Refugee Energy: Tap It!

By Shlomo Maital

 Zaatari

My friend and colleague Prof. Dan Shechtman (Nobel, Chemistry, 2011) has been tirelessly touring the world with a message: For poor and emerging countries, the way to a better life is technology-driven entrepreneurship and startups.

   Today’s Hebrew language newspaper Haaretz has some proof.

   Journalist Zvi Barel, who tracks events in countries bordering Israel, writes about startup energy in the midst of great misery – in refugee camps in Turkey and in Jordan, packed with Syrians fleeing the chaos and genocide in their country.

     Al-Zaatari Refugee Camp in Jordan and other camps have one million refugees, living in great squalor. Turkey has camps with even more refugees, 2.5 million.

     In Za’atari, recounts Barel, “Ra’shim” , from Aleppo, ravaged by war, fled his city three years ago. In the camp there are a great many shops opened by refugees. By one count – there are 3,000 small businesses (in the camp, and in nearby Jordanian cities) with monthly revenues of $13 million. I wrote about one such shop in an earlier blog – a shop that rents wedding dresses.   Aided by the Oasis 500 fund in Jordan, Ra’shim opened a website to enable these shops to sell on the Internet, and raised 3 million dollars. He now has branches in Dubai and Oman, employs many young Jordanians and Syrians and plans to expand.

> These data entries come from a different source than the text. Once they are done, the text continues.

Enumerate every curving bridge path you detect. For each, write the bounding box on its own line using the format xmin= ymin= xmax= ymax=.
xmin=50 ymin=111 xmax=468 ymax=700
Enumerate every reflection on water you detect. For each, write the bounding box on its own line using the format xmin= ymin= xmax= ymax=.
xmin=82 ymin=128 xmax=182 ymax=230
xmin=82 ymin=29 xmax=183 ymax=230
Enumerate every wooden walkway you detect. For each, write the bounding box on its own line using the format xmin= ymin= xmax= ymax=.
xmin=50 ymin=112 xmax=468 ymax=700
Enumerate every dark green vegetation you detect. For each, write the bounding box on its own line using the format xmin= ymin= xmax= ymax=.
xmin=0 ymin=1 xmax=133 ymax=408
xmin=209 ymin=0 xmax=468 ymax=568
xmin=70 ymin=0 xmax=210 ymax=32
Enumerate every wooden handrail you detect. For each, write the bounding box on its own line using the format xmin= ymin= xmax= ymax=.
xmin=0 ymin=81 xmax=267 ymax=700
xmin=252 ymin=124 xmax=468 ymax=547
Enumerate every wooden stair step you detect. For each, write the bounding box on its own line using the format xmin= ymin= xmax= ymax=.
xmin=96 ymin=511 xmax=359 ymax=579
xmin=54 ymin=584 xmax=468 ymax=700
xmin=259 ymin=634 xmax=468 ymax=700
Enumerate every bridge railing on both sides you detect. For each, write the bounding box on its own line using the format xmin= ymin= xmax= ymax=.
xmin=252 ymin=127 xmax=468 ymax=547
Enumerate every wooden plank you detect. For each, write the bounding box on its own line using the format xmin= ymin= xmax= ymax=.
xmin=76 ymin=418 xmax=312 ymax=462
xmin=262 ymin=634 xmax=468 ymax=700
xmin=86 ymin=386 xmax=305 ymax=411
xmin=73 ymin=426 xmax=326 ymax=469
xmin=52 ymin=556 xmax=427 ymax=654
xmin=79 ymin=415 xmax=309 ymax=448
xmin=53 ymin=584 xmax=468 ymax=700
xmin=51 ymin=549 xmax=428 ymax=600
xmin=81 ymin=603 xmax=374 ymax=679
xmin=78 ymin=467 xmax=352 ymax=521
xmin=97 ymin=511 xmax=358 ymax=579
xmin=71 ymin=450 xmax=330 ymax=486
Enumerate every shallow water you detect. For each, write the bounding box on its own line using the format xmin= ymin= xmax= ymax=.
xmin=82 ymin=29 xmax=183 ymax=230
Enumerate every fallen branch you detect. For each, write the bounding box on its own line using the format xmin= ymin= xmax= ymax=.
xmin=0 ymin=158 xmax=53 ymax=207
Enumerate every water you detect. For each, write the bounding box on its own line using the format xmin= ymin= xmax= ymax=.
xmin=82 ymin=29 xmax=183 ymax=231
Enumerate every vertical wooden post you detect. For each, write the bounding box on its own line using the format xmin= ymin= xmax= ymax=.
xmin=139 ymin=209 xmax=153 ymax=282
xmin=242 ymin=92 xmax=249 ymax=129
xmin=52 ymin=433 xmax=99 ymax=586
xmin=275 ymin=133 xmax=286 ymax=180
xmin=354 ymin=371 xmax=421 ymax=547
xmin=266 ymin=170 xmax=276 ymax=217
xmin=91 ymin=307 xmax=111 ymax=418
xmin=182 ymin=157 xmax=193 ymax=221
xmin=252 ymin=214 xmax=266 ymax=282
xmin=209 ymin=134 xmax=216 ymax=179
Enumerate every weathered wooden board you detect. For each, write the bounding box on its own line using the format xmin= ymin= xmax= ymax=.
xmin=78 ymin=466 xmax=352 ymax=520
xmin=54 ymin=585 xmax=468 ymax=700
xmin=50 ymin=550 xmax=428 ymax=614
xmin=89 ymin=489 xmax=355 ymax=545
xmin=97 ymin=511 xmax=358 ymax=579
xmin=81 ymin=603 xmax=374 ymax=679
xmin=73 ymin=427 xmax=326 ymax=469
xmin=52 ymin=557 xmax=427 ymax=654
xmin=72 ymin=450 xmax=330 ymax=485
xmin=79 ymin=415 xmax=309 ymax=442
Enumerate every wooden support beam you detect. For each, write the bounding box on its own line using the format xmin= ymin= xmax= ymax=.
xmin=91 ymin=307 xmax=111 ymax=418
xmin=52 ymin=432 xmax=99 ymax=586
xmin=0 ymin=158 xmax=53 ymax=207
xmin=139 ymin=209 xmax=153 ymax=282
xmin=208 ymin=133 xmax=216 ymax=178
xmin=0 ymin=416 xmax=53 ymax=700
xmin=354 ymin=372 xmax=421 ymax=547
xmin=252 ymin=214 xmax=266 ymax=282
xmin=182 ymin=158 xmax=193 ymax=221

     Some of the small shops and businesses in the camps in Turkey have been begun to employ local Turks, in significant numbers.

     Satellite photos show that nearly 60 per cent of Aleppo has been destroyed. It will take 7-8 billion dollars to rebuild it. Oil-rich Arab nations have the money, but will never contribute such sums. So when this awful Syrian civil war ends, it will be up to people like Ra’shim, with entrepreneurial energy, to rebuild their country, with minimal resources.

     And they will.

     The incompetent EU has now more or less decided to bribe Turkey to stop the flow of immigrants. Does anyone in the EU wonder, whether an injection of entrepreneurial energy like that of Ra’shim could revive Europe’s dead economy, and generate entrepreneurship where virtually none exists, like in France? Did anyone in the EU consider giving a small fraction of the $3 billion bribe to Turkey, directly to refugees and refugee entrepreneurs?  

     In Silicon Valley, a high percentage of startups are launched by Indians, Israelis, Chinese and others?   Precisely what the EU needs – but will now not get, because it cannot see its nose in front of its face.